IgA            Mucosal surfaces (gut, saliva, tears, breast milk)

IgM            First produced (primary response), pentameric, good at complement activation

IgE            Allergic reactions, parasite defence

IgD            Mainly on B cell surface (B cell receptor role)

4. Hypersensitivity Reactions

Type           Mechanism                               Examples

I                   IgE-mediated (immediate)         Anaphylaxis, urticaria, asthma

II                  Antibody-mediated cytotoxic     Goodpasture’s, autoimmune haemolytic anaemia

III                 Immune complex-mediated       SLE, post-streptococcal GN

IV                 T cell-mediated (delayed)         Contact dermatitis, TB Mantoux test

5. Self-Tolerance and Autoimmunity

•    Central tolerance: deletion of autoreactive T and B cells in thymus and bone marrow.

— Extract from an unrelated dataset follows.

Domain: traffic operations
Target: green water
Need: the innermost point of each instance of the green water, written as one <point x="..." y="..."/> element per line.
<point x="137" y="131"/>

•    Peripheral tolerance: anergy, suppression (regulatory T cells), ignorance.

•    Autoimmunity: breakdown of tolerance → self-reactive immune responses.

o    Genetic predisposition (e.g., HLA associations).

o    Environmental triggers (e.g., infections, smoking).

6. Basic Transplant Immunology

•    Rejection types:

o    Hyperacute: minutes to hours; preformed anti-donor antibodies 

                                            (e.g., ABO incompatibility); complement-mediated.

o    Acute: days to weeks; T cell-mediated response against donor MHC.

o    Chronic: months to years; chronic low-grade immune injury, vascular changes, fibrosis.

•    Graft-versus-host disease (GVHD):

o    Donor T cells attack recipient tissues.

o    Seen in bone marrow transplantation.

Extra Revision Pearls

•    HLA-B27: associated with seronegative spondyloarthropathies.

•    HLA-DR3/DR4: linked to type 1 diabetes, autoimmune thyroid disease.

•    C1 esterase inhibitor deficiency → hereditary angioedema (non-itchy swelling, no urticaria).

•    Complement deficiencies: predispose to Neisseria infections.